The industry was expecting added sops on R&D activities in the budget and the same is expected to boost investments in the R&D sector, both by Indian and multi-national companies, analysts and officials observed.
“The 200% weighted deduction on R&D expenses will boost investments in R&D sector,” Alok Saxena, director-international business, Elder Pharmaceuticals Ltd said.
“Firms like Ranbaxy, Glenmark and Sun Pharma invest heavily in R&D and they can reduce tax liability from this announcement,” observed an analyst with JM Financial Ltd.
“Ranbaxy and Sun Pharma spend up to Rs5 billion and Rs3.5 billion on R&D. Hence, they will have a big advantage. The move will improve R&D infrastructure in the country,” another sector analyst observed.
According to the analyst, Indian pharma companies as of now spend about 4-7% of their total revenues on R&D activities.
The government had halved excise duty on formulations to 4% from 8% as part of the three-step fiscal stimulus package announced starting December 2008.
“Excise duty maintained at 4% is a welcome step and the same would control the pricing of drugs,” another analyst observed.
“Although the weighted deduction on R&D expenses has been increased to 200%, the increase in MAT will neutralise the impact.
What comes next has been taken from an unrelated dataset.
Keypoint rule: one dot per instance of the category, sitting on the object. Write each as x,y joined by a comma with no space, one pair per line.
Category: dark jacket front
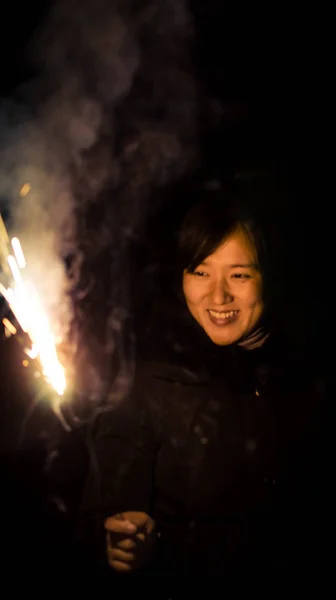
229,459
Hence, the bottom-line of drug makers might get affected,” Rakesh Parikh, CFO, Unichem Laboratories, said.
“The budget is neutral for the pharma industry,” said Kamlesh Udani, executive director, JB Chemicals & Pharmaceuticals Ltd.
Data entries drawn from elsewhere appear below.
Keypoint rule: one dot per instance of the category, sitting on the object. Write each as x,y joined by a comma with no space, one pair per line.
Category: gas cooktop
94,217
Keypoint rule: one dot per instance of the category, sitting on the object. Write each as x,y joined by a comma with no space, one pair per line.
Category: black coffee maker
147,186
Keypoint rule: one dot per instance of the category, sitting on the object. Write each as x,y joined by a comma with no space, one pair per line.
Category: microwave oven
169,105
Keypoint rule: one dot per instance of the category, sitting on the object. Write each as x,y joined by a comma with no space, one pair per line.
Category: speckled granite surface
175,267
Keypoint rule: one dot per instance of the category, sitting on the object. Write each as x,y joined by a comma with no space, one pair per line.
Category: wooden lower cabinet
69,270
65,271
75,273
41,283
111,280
“While there will be more accumulation of excise duty and service tax (maintained at 4% and 10% respectively), the input costs will go up following the increase in input duty on bulk drugs,” Udani said.
The budget skipped the industry demand for abolition of customs duty on life saving drugs.
The allocation for Ministry of Health and Family Welfare has been increased to Rs223 billion, up from Rs195.34 billion a year ago.